En 2017, La Suisse tend à se rapprocher des standards internationaux. La profitabilité des banques européennes dans la confédération se situe à 12,5 % en 2017. C’est-à-dire que les banques européennes y ont réalisé un bénéfices de 12,5 euros pour 100 euros de chiffre d’affaires. Un niveau qui se rapproche plus de la moyenne internationale que de la moyenne des paradis fiscaux. D’autres pays considérés comme des paradis fiscaux tels que l’Irlande ou encore le Luxembourg affichent des taux de profitabilité respectifs de 31,3 % et de 64,4 %.
De même, la productivité des employés des banques européennes en Suisse paraît plus faible que dans les autres pays. Un employé de banque moyen a généré 49 300 euros de bénéfices en Suisse en 2017. En comparaison, les employés de ces mêmes banques ont été 4 fois plus productifs en Irlande et 9 fois plus au Luxembourg au cours de la même année.
La réduction des effectifs est le deuxième signe de ce retrait des banques étrangères. Le nombre de leurs employés a fortement diminué entre 2015 et 2017 passant ainsi de 7739 équivalents temps plein à 6693.
La mise en place de la régulation de l’échange automatique d’informations à des fins fiscales explique ce déclin de l’activité des banques en Suisse. Sous la pression internationale, la Suisse a signé des conventions d’échange avec les États membres de l’Europe, les États-Unis (FATCA) et les signataires du modèle d’accord multilatéral élaboré par l’OCDE, assouplissant les règles entourant le secret bancaire. Des mesures qui ont compliqué l’évasion fiscale des particuliers, si bien qu’aujourd’hui « le mythe de la personne partant avec sa valise de billets en Suisse n’est plus aussi simple » explique Manon Aubry porte parole d’Oxfam.
La métamorphose suisse
En raison de ces mesures prises, l’UE fait apparaître la Suisse uniquement dans sa liste grise des paradis fiscaux, c’est-à-dire celle concernant « les pays ayant pris des engagements et qui doivent être suivis. Une décision qui ne paraît pas justifiée car « la Suisse est en train de se métamorphoser passant d’un paradis fiscal pour les particuliers à un paradis fiscal pour les entreprises » prévient Manon Aubry. Afin de se mettre au niveau des critères de l’OCDE, le gouvernement suisse tente de réformer le système d’imposition des entreprises au sein de la confédération. Un train de mesures qui, selon un rapport du conseil des Nations unies aux droits de l’homme, « vise à maintenir une fiscalité faible pour les multinationales et autres entreprises ».

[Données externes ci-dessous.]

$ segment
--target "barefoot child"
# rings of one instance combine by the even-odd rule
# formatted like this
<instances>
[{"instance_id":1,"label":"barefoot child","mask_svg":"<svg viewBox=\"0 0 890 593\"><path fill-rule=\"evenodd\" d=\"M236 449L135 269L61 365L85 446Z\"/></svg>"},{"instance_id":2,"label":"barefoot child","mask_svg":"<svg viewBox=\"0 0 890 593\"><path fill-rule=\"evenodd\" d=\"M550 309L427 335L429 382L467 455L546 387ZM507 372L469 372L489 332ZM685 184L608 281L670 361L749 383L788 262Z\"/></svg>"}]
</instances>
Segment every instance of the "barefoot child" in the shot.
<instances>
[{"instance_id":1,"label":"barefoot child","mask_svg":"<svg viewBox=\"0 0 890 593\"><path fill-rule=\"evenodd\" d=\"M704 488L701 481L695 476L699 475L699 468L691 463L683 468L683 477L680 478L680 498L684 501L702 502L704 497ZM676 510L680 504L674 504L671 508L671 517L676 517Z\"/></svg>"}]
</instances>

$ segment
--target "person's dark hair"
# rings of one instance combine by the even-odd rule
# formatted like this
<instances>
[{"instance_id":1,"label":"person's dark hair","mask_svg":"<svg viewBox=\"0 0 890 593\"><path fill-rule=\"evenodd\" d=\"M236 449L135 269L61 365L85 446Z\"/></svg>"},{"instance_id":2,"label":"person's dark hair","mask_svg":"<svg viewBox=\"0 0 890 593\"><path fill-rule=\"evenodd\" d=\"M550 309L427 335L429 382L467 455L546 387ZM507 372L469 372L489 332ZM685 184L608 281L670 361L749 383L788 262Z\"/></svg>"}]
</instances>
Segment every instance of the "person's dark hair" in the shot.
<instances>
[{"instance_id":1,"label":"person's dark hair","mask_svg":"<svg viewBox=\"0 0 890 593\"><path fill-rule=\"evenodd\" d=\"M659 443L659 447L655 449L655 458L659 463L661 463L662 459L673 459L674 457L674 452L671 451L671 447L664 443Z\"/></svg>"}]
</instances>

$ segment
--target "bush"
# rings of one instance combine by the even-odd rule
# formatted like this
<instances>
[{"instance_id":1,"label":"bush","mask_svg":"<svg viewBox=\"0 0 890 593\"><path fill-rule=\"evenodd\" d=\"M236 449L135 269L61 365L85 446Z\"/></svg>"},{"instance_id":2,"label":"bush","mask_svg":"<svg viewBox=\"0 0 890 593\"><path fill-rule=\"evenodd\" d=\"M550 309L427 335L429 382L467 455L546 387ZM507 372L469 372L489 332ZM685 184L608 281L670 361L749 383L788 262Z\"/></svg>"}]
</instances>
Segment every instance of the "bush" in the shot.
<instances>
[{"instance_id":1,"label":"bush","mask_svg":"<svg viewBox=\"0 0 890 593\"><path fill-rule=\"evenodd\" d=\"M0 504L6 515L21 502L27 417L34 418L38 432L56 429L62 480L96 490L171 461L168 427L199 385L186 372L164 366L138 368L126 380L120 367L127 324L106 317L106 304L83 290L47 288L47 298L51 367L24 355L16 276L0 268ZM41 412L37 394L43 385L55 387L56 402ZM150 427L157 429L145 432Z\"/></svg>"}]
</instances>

De son côté, l’association Tax Justice Network maintient la Suisse au premier rang des paradis fiscaux dans son classement de 2018 . L’organisme note que les concessions faites amènent de la transparence dans le régime du secret bancaire suisse mais se résume à « de l’argent propre pour les pays riches et puissants ; de l’argent sale pour les pays en développement et vulnérables ». Autrement dit, l’échange d’informations entre la Suisse et un pays tiers ne s’effectuerait qu’en faveur des pays riches et beaucoup moins en faveur des pays pauvres.
La Suisse se détourne ainsi des clients résidant dans l’UE pour se concentrer sur les clients fortunés de pays n’ayant pas signé d’accord d’échange d’informations. C’est pourquoi, « il est complètement injustifié de retirer la Suisse de la liste des paradis fiscaux » assure Manon Aubry. La Suisse reste le premier pays en ce qui concerne la gestion de patrimoine. Des scandales récents concernant la FIFA ou la banque HSBC, à travers les Swiss Leaks, ont montré à quel point « le secret bancaire suisse continue d’être nocif pour les droits de l’Homme » explique le rapport de Tax Justice Network.